Hace apenas unos días tuvimos otro de esos repuntes negros de esa ominosa cifra de la vergüenza de mujeres asesinadas a la que, por desgracia, nos estamos acostumbrando. En solo tres días, cuatro hombres arrebataban la vida a cuatro mujeres con las que tenían o habían tenido una relación de pareja. Algo que se nos olvida demasiado pronto. Hasta que llega el siguiente asesinato.

Pero esta vez ha sido distinto. El tratamiento dado por los medios en unos y otros casos ha variado por completo, por razón de las circunstancias. En un caso, se hablaba de una joven ingeniera asesinada por un hombre con el que tuvo una relación. En otro, de una mujer apuñalada.
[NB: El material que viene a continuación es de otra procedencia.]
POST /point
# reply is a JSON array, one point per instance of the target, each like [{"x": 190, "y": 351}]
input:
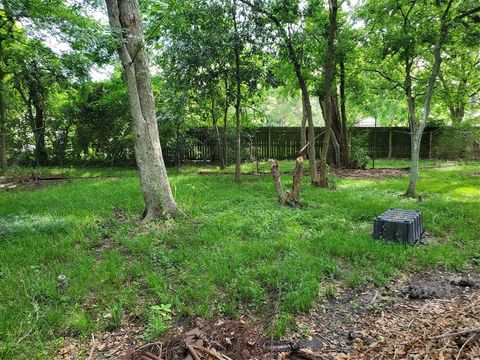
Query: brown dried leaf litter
[{"x": 400, "y": 329}]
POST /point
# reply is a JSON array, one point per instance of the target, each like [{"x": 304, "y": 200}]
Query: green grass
[{"x": 235, "y": 252}]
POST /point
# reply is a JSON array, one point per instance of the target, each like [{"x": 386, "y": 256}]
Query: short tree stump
[{"x": 403, "y": 226}]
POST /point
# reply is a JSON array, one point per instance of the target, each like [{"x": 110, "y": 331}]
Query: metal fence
[{"x": 284, "y": 143}]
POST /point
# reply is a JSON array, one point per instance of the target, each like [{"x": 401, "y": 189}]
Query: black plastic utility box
[{"x": 404, "y": 226}]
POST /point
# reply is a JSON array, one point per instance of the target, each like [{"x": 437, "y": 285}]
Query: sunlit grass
[{"x": 235, "y": 252}]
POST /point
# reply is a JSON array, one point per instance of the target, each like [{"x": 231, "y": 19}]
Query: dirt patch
[
  {"x": 371, "y": 174},
  {"x": 9, "y": 183},
  {"x": 397, "y": 321},
  {"x": 432, "y": 315},
  {"x": 105, "y": 345}
]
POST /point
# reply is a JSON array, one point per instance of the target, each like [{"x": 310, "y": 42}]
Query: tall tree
[
  {"x": 409, "y": 54},
  {"x": 290, "y": 8},
  {"x": 329, "y": 82},
  {"x": 127, "y": 26}
]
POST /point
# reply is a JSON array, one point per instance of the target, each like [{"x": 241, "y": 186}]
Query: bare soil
[{"x": 411, "y": 318}]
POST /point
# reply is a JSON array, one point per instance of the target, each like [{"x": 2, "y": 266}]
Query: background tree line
[{"x": 227, "y": 64}]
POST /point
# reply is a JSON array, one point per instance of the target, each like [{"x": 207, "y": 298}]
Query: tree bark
[
  {"x": 344, "y": 146},
  {"x": 417, "y": 131},
  {"x": 38, "y": 126},
  {"x": 329, "y": 70},
  {"x": 3, "y": 128},
  {"x": 288, "y": 198},
  {"x": 218, "y": 149},
  {"x": 238, "y": 99},
  {"x": 225, "y": 118},
  {"x": 307, "y": 117},
  {"x": 126, "y": 23}
]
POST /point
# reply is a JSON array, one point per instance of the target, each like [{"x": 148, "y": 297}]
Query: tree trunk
[
  {"x": 415, "y": 157},
  {"x": 3, "y": 128},
  {"x": 336, "y": 147},
  {"x": 38, "y": 127},
  {"x": 329, "y": 69},
  {"x": 288, "y": 198},
  {"x": 225, "y": 118},
  {"x": 418, "y": 132},
  {"x": 218, "y": 150},
  {"x": 126, "y": 23},
  {"x": 344, "y": 146},
  {"x": 307, "y": 118},
  {"x": 238, "y": 99},
  {"x": 390, "y": 135}
]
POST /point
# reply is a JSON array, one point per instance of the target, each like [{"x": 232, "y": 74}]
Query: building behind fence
[{"x": 284, "y": 143}]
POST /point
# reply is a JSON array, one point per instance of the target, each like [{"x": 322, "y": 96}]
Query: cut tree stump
[{"x": 286, "y": 197}]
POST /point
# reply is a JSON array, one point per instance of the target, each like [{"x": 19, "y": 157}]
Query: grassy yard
[{"x": 235, "y": 252}]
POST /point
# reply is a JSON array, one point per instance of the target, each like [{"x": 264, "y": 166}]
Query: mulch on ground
[{"x": 433, "y": 315}]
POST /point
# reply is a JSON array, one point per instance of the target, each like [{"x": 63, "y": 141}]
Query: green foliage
[{"x": 359, "y": 152}]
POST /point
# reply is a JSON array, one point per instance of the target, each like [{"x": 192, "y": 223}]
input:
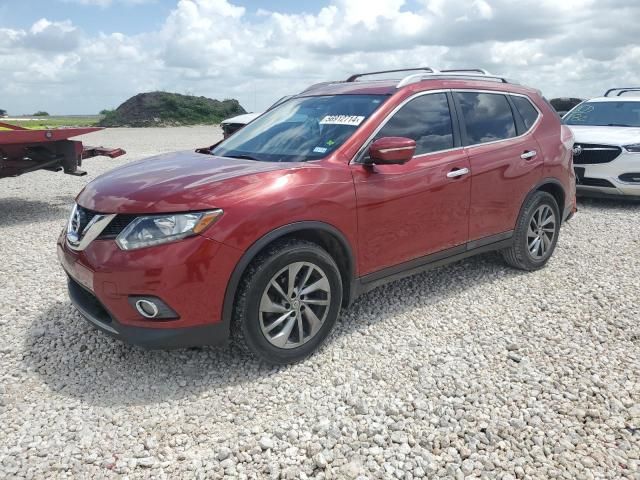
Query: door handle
[{"x": 458, "y": 172}]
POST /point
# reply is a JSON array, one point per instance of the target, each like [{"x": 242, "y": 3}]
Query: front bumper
[
  {"x": 153, "y": 338},
  {"x": 603, "y": 179},
  {"x": 190, "y": 276}
]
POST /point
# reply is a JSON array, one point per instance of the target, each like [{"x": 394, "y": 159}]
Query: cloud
[
  {"x": 216, "y": 48},
  {"x": 107, "y": 3}
]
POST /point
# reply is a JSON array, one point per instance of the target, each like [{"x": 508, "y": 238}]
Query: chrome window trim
[{"x": 361, "y": 150}]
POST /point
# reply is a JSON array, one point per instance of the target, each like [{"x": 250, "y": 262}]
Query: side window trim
[
  {"x": 521, "y": 129},
  {"x": 457, "y": 139},
  {"x": 465, "y": 139}
]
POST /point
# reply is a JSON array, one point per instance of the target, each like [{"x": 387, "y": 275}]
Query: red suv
[{"x": 342, "y": 188}]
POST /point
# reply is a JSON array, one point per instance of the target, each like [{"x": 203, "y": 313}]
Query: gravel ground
[{"x": 473, "y": 370}]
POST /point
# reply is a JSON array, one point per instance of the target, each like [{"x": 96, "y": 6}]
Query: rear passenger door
[{"x": 506, "y": 161}]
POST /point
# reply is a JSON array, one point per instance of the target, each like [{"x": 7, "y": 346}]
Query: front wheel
[
  {"x": 536, "y": 233},
  {"x": 288, "y": 302}
]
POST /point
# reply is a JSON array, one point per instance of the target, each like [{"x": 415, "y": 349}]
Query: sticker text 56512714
[{"x": 352, "y": 120}]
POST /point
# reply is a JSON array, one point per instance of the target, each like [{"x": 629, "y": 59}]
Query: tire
[
  {"x": 525, "y": 253},
  {"x": 275, "y": 319}
]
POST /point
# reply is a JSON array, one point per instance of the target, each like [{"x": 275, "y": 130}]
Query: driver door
[{"x": 422, "y": 207}]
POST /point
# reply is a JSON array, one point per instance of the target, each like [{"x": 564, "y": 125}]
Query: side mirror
[{"x": 392, "y": 150}]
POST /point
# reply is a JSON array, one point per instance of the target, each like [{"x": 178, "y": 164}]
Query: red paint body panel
[
  {"x": 387, "y": 214},
  {"x": 500, "y": 182},
  {"x": 411, "y": 210}
]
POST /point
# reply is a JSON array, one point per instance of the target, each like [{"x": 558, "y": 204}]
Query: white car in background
[{"x": 606, "y": 153}]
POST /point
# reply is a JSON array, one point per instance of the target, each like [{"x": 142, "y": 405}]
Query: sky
[{"x": 82, "y": 56}]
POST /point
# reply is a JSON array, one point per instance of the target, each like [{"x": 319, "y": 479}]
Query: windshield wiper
[{"x": 242, "y": 157}]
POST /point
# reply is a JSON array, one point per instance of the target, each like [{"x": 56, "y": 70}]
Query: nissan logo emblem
[{"x": 75, "y": 223}]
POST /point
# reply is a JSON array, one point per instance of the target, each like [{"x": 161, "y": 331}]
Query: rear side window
[
  {"x": 486, "y": 116},
  {"x": 527, "y": 111},
  {"x": 425, "y": 119}
]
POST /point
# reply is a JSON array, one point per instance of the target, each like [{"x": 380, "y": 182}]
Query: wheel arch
[
  {"x": 325, "y": 235},
  {"x": 552, "y": 186}
]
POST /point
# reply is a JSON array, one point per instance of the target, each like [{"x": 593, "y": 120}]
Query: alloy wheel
[
  {"x": 294, "y": 305},
  {"x": 541, "y": 232}
]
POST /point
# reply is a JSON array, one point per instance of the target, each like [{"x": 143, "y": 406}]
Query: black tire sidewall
[
  {"x": 538, "y": 200},
  {"x": 253, "y": 335}
]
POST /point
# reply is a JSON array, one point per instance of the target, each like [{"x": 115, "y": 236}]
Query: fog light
[
  {"x": 152, "y": 308},
  {"x": 147, "y": 308}
]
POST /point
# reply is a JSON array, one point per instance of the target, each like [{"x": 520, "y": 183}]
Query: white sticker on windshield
[{"x": 353, "y": 120}]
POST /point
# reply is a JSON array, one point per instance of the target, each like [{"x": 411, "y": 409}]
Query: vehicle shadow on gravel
[
  {"x": 17, "y": 211},
  {"x": 75, "y": 360}
]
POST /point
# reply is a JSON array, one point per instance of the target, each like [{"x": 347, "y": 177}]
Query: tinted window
[
  {"x": 610, "y": 113},
  {"x": 425, "y": 119},
  {"x": 527, "y": 111},
  {"x": 487, "y": 117}
]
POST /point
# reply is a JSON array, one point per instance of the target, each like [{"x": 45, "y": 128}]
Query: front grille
[
  {"x": 591, "y": 153},
  {"x": 86, "y": 216},
  {"x": 596, "y": 182},
  {"x": 88, "y": 302},
  {"x": 117, "y": 225}
]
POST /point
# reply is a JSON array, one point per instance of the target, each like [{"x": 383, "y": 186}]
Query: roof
[
  {"x": 623, "y": 98},
  {"x": 389, "y": 87}
]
En otro más, de un hombre que asesina a su mujer y después se entrega. Hasta ahí todo más o menos correcto. Pero con el otro caso, en que el autor era un periodista conocido que además se suicidó, la cosa cambió. Titulares y más titulares que decían que Alfons Quintà y su esposa habían aparecido muertos primero, y más tarde incluso panegíricos de la figura de él, obviando que ni su muerte ni la de su pareja se debieron a la acción de un tercero o a un accidente fortuito. Y, aún en los titulares más tibios, poca o ninguna referencia a ella, sin nombre ni profesión, solo como «la mujer de Quintá», como un macabro epitafio a una vida marcada por el machismo que acabó con ella. Tremendo. Y aunque es cierto que después sí ha habido quien reivindique la figura de Victoria Bertrán, doctora de profesión, ya era tarde. El mal estaba hecho.

Rápidamente me vino a la memoria el reciente asesinato de una periodista por la misma terrible razón. El de Yolanda Pascual, redactora de El Mundo y el diario de Burgos. Aquí, el nombre de ella, el homenaje a su persona y el modo de su muerte iban en primer plano. Ni una palabra de a qué se dedicaba el agresor, ni de si había dejado una nota, estaba operado del corazón o de dónde trabajaba. Rotundo, como debe de ser. Con una condena firme y sin paliativos. ¿Por qué ese cambio? Evidentemente, por esa parte afectiva que todos tenemos cuando nos tocan a una de los nuestros. La prensa cerró filas ante el asesinato indignante de su compañera, y cargaron las tintas sobre el homenaje a su persona y la repulsa unánime al agresor. Pero cuando era su compañero el asesino, les traicionó esa parte afectiva, y desandaron el camino andado. Todos, o la mayoría.

Y precisamente ése es el problema. La violencia de género no es peor cuando ataca a una de las nuestras, por más que impresione. Y tampoco es más invisible cuando el asesino sea uno de los nuestros, por más que impresione también. La violencia de género es deleznable sea quien sea el autor y sea quien sea la víctima. Y solo cabe la solidaridad para ella y el reproche para él. Sin medias tintas ni paños calientes. Entiendo que Yolanda era «una de las nuestras» para la profesión periodística. Pero también debería haberlo sido Victoria, y todas las que le antecedieron. Todas ellas son «una de las nuestras» para la sociedad, y mientrras no lo entendamos así seguiremos teniendo que lamentar una muerte tras otra. La sociedad como tal debemos mucho a cada una de estas mujeres. Les debemos más que uun homenaje. Les debemos la vida. Por cada silencio, por cada vez que miramos hacia otro lado, por cada grito de condena que no dimos. Y la más mínima justificación al agresor las mata dos veces. Pero, ya que no podemos devolverles la vida que les robó quien más debía quererlas, no seamos quienes les hurtemos el reonocimiento que merecen. Por ellas. Por todas.